B cells, precursors of autoantibody-secreting cells, have emerged as promising new therapeutic targets in autoimmune diseases, including rheumatoid arthritis ( RA ). In particular, B cell depletion with the anti-CD20 antibody Rituximab ( MabThera, Rituxan ) seems to work for RA patients resistant to standard disease-modifying antirheumatic drugs ( DMARDs ) and tumor necrosis factor alfa ( TNF-alpha ) blockers.
In large trials, about half of these hard-to-treat patients respond to Rituximab, achieving at least a 20 percent improvement in disease activity based on the American College of Rheumatology ( ACR ) criteria. However, in the majority of responders, the disease relapses over time. After a single treatment with Rituximab, complete remission of rheumatoid arthritis symptoms for longer than a year is very rare.

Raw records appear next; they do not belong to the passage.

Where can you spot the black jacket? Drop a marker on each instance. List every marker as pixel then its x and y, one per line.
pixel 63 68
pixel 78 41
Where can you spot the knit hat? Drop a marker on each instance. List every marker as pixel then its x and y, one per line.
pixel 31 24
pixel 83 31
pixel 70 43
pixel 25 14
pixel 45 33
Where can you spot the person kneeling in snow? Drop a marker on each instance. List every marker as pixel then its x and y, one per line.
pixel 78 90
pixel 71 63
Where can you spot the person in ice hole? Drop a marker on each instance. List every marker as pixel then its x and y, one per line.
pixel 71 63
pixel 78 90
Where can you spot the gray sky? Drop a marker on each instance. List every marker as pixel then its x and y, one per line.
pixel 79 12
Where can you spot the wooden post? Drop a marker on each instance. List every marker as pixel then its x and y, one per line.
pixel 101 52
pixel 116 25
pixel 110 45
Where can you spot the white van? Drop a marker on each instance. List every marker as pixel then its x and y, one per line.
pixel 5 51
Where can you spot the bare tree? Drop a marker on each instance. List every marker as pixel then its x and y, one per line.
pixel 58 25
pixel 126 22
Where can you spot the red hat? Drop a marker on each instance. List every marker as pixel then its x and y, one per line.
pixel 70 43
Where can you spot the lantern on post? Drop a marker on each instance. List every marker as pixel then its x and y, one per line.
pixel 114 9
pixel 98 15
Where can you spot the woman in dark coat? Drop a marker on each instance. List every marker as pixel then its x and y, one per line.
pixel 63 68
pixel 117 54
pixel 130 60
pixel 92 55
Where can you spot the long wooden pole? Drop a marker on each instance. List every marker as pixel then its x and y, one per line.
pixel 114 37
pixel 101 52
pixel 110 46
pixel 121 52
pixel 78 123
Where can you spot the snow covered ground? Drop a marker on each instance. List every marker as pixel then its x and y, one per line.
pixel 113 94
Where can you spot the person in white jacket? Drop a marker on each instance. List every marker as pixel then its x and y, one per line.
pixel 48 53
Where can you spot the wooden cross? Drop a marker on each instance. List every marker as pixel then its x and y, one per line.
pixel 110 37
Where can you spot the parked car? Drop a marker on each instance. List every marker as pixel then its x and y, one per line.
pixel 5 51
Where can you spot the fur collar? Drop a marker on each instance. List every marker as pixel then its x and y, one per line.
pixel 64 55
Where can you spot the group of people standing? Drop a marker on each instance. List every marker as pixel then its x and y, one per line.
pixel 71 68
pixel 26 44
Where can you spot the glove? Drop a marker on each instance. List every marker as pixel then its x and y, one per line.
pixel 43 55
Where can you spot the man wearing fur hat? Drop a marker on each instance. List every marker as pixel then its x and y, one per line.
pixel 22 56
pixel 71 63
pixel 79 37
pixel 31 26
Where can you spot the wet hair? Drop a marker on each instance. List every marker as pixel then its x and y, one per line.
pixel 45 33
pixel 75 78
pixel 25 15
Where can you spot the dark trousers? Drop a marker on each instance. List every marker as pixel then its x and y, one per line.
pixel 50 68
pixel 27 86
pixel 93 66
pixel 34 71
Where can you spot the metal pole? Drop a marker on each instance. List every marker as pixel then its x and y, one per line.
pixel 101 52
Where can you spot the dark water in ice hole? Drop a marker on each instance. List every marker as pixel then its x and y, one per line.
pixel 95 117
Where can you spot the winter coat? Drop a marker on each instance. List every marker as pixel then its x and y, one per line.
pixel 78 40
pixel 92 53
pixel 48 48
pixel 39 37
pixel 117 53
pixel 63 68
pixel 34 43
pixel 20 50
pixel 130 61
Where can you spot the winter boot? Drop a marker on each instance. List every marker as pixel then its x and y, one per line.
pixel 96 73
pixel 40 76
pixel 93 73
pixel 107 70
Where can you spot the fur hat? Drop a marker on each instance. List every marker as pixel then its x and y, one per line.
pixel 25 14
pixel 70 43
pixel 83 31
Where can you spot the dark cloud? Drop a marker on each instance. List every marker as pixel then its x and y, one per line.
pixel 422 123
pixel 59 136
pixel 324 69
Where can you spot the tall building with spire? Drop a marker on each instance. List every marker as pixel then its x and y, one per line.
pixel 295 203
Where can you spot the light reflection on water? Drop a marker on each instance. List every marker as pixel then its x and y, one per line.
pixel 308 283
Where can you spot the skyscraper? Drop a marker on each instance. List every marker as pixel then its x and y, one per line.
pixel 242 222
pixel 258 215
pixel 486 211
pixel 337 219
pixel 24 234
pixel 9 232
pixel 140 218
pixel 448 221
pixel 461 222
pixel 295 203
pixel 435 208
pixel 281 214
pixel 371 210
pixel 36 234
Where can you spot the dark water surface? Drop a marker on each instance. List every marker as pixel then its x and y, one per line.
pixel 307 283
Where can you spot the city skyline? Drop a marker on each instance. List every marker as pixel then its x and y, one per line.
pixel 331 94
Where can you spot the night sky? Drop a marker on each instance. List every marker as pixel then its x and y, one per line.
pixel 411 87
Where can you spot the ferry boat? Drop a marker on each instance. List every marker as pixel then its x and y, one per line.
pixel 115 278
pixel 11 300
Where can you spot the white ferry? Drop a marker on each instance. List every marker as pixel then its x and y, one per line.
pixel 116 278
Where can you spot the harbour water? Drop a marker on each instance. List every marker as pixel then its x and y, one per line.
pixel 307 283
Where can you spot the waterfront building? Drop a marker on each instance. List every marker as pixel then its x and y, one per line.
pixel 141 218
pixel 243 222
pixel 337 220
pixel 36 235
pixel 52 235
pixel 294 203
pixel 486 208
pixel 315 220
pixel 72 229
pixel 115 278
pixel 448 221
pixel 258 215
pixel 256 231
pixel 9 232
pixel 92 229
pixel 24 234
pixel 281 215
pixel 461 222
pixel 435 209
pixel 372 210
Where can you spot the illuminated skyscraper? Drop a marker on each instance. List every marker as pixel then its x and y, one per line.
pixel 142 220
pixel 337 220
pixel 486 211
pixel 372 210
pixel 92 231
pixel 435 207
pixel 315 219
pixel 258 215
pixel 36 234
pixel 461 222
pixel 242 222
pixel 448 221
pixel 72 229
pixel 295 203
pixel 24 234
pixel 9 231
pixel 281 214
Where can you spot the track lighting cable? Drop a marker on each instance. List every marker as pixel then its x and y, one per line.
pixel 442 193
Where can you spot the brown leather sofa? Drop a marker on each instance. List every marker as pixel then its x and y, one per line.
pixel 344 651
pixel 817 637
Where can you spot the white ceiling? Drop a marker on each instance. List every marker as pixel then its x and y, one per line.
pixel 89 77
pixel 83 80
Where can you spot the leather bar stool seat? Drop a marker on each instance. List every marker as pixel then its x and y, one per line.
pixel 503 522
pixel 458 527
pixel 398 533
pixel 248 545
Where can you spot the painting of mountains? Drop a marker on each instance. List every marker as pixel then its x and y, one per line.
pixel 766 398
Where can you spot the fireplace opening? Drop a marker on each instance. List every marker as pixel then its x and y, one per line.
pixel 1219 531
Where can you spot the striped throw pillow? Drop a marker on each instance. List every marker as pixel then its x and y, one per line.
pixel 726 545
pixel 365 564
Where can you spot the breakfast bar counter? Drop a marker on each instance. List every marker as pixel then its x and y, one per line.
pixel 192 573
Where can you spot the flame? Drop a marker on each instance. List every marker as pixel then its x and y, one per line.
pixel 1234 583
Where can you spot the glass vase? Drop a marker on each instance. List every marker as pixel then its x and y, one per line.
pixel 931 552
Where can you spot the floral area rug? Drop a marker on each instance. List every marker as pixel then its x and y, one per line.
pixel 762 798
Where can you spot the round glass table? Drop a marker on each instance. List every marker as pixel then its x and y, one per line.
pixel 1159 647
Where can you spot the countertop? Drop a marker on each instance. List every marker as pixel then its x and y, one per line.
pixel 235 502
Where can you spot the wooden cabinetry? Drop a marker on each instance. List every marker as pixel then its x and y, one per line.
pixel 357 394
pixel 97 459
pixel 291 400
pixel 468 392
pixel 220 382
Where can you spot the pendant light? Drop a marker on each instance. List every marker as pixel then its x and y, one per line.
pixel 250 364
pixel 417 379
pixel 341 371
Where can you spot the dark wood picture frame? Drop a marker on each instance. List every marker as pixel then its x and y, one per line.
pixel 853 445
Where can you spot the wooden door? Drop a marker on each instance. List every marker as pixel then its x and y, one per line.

With the goal of identifying reliable predictors of response or relapse to Rituximab, researchers focused on the recovery response of different B cell subsets to repeated B cell depletion. Their analysis reveals the critical role of memory B cells in the compromised immune reaction of rheumatoid arthritis and the short-term gains of Rituximab therapy.
The B cell investigation began with an open-label trial of one cycle of Rituximab on 17 RA patients. The participants, 14 women and 3 men, had a median age of 51 years, a median disease duration of 14 years, and a history of failure to respond to DMARD and/or anti-TNF-alpha therapy; 16 of the patients received 2 infusions Rituximab, 1,000 milligrams each, 2 weeks apart, and one patient received 4 weekly infusions of Rituximab at a dose of 375 milligrams. Blood samples from all participants were obtained at baseline, on day 15, and at a 3-month follow-up, and analyzed for B cell repopulation.
After receiving one cycle of Rituximab, 12 of the 17 patients showed a good clinical response, with significant improvement in the Disease Activity Score in 28 joints ( DAS28 ). At the time of B cell recovery, the IgD +, CD27+ memory B cell subset was significantly larger in the nonresponder group. Within the group of 12 responders, 6 patients experienced an early relapse of rheumatoid arthritis activity, between 24 and 40 weeks after Rituximab treatment.
The relapsers were characterized by a significantly higher proportion of overall CD27+ memory B cells before therapy. 11 patients were re-treated and again achieved a good clinical response. After the second cycle of Rituximab, the pattern of B cell reconstitution was repeated. The number of B cells was still reduced at the time of second depletion but recovered to levels similar to those following the first cycle of therapy. This indicates an unimpaired capacity of B cell regeneration after repeated B cell depletion.
Based on statistical analysis, the researchers found a significant correlation between the size of the IgD +, CD27+ memory B cell subset during the early phase of B cell repletion and the response to anti-CD20 treatment. Patients with lower numbers of IgD memory cells at the beginning of peripheral B cell repopulation had a much more favorable clinical response. Therefore, the extent of memory B cell repletion seems to be a key factor influencing the pathophysiology of rheumatoid arthritis.
While revealing a potentially important target for Rituximab therapy in rheumatoid arthritis, this study calls for further research into whether patients with a high level of particular memory B cells may benefit from early re-treatment or may even require higher doses of this anti-CD20 antibody.